Lucullus

Plutarch

Plutarch. Plutarch's Lives, Vol. II. Perrin, Bernadotte, translator. Cambridge, MA: Harvard University Press; London: William Heinemann Ltd., 1914.

These Syrians who were in possession of the city were descended, as it is said, from Syrus, the son of Apollo, and Sinopé, the daughter of Asopis. On hearing this, Lucullus called to mind the advice of Sulla, in his Memoirs, which was to think nothing so trustworthy and sure as that which is signified by dreams.

Being informed now that Mithridates and Tigranes were on the point of entering Lycaonia and Cilicia, with the purpose of invading Asia before war was actually declared, he was amazed that the Armenian, if he cherished the design of attacking the Romans, had not made use of Mithridates for this war when he was at the zenith of his power, nor joined forces with him when he was strong, but had allowed him to be crushed and ruined, and now began a war which offered only faint hopes of success, prostrating himself to the level of those who were unable to stand erect.

But when Machares also, the son of Mithridates, who held the Bosporus, sent Lucullus a crown valued at a thousand pieces of gold, begging to be included in the list of Rome’s friends and allies, Lucullus decided at once that the first war was finished. He therefore left Sornatius there as guardian of Pontus, with six thousand soldiers,

while he himself, with twelve thousand footmen and less than three thousand horse, set out for the second war.[*](69 B.C.) He seemed to be making a reckless attack, and one which admitted of no saving calculation, upon warlike nations, countless thousands of horsemen, and a boundless region surrounded by deep rivers and mountains covered with perpetual snow.
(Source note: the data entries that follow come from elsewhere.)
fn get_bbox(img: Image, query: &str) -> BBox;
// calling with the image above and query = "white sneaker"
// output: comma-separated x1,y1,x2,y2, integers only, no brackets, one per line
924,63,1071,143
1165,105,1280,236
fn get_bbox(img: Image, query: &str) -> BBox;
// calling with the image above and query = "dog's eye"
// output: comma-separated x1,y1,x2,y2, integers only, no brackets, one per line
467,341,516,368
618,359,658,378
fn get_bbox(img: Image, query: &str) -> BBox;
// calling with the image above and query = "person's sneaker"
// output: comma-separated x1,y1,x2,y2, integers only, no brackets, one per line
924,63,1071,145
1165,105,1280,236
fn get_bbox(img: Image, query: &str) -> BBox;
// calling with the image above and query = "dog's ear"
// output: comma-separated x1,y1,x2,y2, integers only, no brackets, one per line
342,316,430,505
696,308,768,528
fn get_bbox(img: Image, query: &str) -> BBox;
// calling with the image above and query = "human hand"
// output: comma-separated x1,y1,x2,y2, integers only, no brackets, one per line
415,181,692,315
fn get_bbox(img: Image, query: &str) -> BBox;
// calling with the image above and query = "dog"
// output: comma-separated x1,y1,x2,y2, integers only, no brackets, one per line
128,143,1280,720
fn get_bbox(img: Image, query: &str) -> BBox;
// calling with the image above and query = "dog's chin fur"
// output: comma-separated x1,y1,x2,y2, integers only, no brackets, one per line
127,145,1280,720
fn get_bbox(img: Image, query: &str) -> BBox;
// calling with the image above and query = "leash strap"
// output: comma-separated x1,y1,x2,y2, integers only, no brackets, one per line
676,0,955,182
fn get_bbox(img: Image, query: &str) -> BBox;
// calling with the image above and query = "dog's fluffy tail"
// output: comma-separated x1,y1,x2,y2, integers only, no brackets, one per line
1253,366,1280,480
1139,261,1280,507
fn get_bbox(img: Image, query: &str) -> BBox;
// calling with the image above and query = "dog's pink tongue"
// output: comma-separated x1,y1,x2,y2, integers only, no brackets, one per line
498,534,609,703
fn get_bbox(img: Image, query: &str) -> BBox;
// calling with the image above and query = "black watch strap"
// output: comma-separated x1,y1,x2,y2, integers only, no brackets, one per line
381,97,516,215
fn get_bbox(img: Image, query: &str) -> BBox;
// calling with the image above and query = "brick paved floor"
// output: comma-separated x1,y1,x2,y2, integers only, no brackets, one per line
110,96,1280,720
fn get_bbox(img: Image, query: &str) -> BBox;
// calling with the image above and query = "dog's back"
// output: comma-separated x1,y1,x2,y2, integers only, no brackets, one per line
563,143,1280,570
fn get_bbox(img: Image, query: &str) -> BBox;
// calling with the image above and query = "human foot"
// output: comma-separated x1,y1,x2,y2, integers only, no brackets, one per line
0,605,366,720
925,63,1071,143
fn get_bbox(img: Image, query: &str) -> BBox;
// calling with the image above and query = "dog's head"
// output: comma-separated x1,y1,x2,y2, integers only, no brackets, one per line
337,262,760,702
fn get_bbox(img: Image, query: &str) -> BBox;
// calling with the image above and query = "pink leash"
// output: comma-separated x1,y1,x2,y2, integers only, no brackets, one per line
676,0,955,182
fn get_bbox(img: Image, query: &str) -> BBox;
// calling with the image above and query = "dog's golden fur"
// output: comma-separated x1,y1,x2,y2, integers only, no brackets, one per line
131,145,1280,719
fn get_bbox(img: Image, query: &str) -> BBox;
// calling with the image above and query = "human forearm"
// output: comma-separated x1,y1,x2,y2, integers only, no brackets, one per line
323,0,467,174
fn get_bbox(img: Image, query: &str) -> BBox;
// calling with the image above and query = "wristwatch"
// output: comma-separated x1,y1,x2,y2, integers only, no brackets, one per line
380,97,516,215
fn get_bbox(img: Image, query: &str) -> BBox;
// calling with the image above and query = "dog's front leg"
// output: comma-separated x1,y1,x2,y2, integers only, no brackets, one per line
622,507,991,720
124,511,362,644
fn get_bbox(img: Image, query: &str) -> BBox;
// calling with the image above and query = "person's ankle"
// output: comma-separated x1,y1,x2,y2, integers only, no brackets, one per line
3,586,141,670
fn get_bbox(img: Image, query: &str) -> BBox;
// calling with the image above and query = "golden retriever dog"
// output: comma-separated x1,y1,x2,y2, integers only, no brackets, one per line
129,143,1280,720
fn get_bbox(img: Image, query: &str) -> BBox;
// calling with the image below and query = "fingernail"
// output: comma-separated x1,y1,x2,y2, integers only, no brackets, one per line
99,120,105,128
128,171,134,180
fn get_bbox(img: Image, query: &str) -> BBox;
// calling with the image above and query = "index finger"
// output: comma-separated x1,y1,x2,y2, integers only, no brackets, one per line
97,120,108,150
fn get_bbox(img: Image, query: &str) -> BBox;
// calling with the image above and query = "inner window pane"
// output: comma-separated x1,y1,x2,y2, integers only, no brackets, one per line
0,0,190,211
His soldiers, therefore, who were none too well disciplined in any case, followed him reluctantly and rebelliously, while the popular tribunes at Rome raised an outcry against him, and accused him of seeking one war after another, although the city had no need of them, that he might be in perpetual command and never lay down his arms or cease enriching himself from the public dangers.